El padre Espina asintió con un gesto.

—Tenéis que escribir un informe acerca de la forma en que se recuperaron estos objetos. El obispo Enrique Sagasta me conoce y confía en mí no sólo como hombre, sino también como sacerdote. Espero poder convencerle de que envíe los valiosos objetos a Roma, señalando que han sido recuperados por el Santo Oficio de la Sede de Toledo en el castillo de Tembleque a la muerte del conde Fernán Vasca, de quien era notoria su condición de comerciante de reliquias. La antigua basílica de Constantino en Roma ha sido arrasada, y sobre la tumba de san Pedro se va a levantar un gran templo. El obispo Sagasta desea trasladarse a la curia papal y yo deseo trasladarme allí con él. —El clérigo esbozó una sonrisa—. El hecho de que se le reconozcan los méritos de la recuperación de la reliquia de santa Ana y de este precioso relicario no dañará la fama de que goza el obispo como historiador eclesiástico.

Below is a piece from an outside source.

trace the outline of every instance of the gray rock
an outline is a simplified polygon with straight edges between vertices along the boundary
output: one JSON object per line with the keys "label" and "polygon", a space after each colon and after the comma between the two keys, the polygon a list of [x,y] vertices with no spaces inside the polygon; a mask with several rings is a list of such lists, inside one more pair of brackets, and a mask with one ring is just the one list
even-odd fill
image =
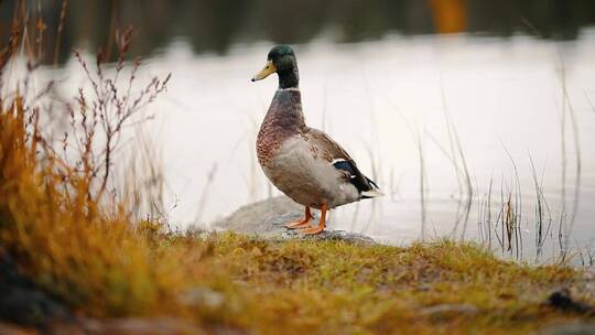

Una vez en la calle delante del edificio de la diócesis, ambos hombres se miraron a los ojos.

—¿Sabéis quién soy?

El padre Sebastián cubrió con su encallecida mano la boca de Yonah.

—No quiero oír el nombre. —Pero miró a Yonah a los ojos—. He observado que vuestros rasgos se parecen a los del bondadoso rostro de un hombre a quien yo conocí en otros tiempos, un hombre honrado extremadamente hábil en su arte.

Yonah esbozó una sonrisa.

—Adiós, padre.

Ambos se abrazaron.

—Id con Dios, hijo mío.

Yonah vio alejarse a Sebastián Álvarez por la abarrotada calle de la ciudad, con su larga melena de cabello blanco y su alto bastón de fraile mendicante. Cabalgó hasta las afueras de Toledo para dirigirse al campo que antaño fuera el cementerio judío. Las cabras y ovejas llevaban mucho tiempo sin pisar aquel lugar; la verde hierba cubría todos los huesos judíos y Yonah dejó que su yegua rozara un rato mientras pronunciaba el kaddish por su madre y por Meir y por todos los que descansaban allí. Después montó de nuevo en su cabalgadura y regresó a Toledo, recorriendo las calles en las que había transcurrido los días más felices e inocentes de su vida para subir por el empinado camino del peñasco que se elevaba sobre el río.

Los leñadores se habían adueñado de la sinagoga, por lo menos de momento. Los haces de leña se amontonaban en las gradas frontales y a lo largo de la fachada del edificio.

Refrenó su caballo y se detuvo cuando llegó a la antigua casa y el taller de la familia Toledano.

Sigo siendo judío, abba, dijo en silencio.

El árbol que había crecido sobre la tumba de su padre era mucho más robusto y, en la parte posterior de la casa, sus frondosas ramas agitadas por la brisa cubrían el tejado y daban sombra.

Sentía la poderosa presencia de su padre.

Tanto si ésta era real como si era imaginaria, él experimentó un profundo deleite.

Sin palabras le contó a su padre todo lo ocurrido. No se podía recuperar a los muertos; lo perdido, perdido estaba, pero tuvo la sensación de que la cuestión del relicario ya había descrito todo el círculo y había tocado a su fin.

Le dio una palmada a Hermana mientras contemplaba la casa donde había muerto su madre.

Sebastián Álvarez le había dicho que se parecía a su padre. ¿Se parecería también Eleazar Toledano a su padre? Si se cruzara con él por la calle en medio de la gente, ¿habría algo en él que le haría comprender que era su hermano?

Dondequiera que mirara le parecía ver a un niño delgaducho con una cabeza muy grande.

«Yonah, ¿vamos al río?»

«Yonah, ¿no puedo ir contigo?»

La repentina conciencia de un olor lo devolvió al presente; la curtiduría de cuero aún seguía allí.

«Te quiero, abba».

Cuando pasó por delante de la propiedad de su vecino Marcelo Troca, vio que el viejo aún vivía y que estaba en su campo, colocándole un ronzal a un asno.

—¡Buenos días os dé Dios, señor Troca! —le gritó, tocando con los tacones los flancos de su montura.

Marcelo Troca se quedó con la mano paralizada en el cuello del asno, contemplando perplejo a la negra yegua hasta que ésta y su jinete se perdieron en la lejanía.